I've always gone more by sheen and jiggle versus internal temperature. As the edges puff and the center is no longer shiny, but still wobbly, it's done.

Too much and it's over done. And don't forget that it continues to cook after you remove it from the oven. I've tried leaving it in the oven an additional hour after the oven is off, but found that it's more dried out that way. So now I just let it set on a rack for an hour or so on the counter before setting it in the fridge.

And never cover it like most recipes say. I always get condensation. I chill it uncovered overnight and then cover it.

Mmmm...cheesecake.


----------



## kndmagnus (Jul 3, 2010)

Cook's illustrated highly recommends an internal temp of 150 degrees..
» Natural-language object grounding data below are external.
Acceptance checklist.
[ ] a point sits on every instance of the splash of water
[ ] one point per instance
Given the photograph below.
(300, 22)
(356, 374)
mine don't crack and are truly "creamy"..

The recipe at C.I. calls for 8 eggs (2 yolks only)


----------



## chefross (May 5, 2010)

When baking cheesecake I use a water bath to control the temperature.

I bake at 325 for 45- 50 minutes, turn off the oven and allow the cake to cool down.

I find the cake doesn't sink that way.

Also I jiggle the pan to watch how the cake is coming along.

It s a defining moment when the cake is ready to the point where it will finish in the oven as it cools.


----------



## rat (Mar 2, 2006)

156 degrees is the magic number you want. Times are really silly as the sizes of cheesecakes vary almost as much as the varieties thereof. Gooey and creamy cakes are nice but not when you need to slice them for a buffet or a party. Letting them cool in the water bath helps the shrinking/cracking problem.


----------



## cookpiper (Jul 6, 2010)

Just wondering what is the REAL temperature for baking a cheesecake?

I am confused already. For me, my ideal temperature for a cheesecake is 160 to 165 degrees Fahrenheit. 

My cheesecake turns out be so tasting. My family couldn't resist it.


----------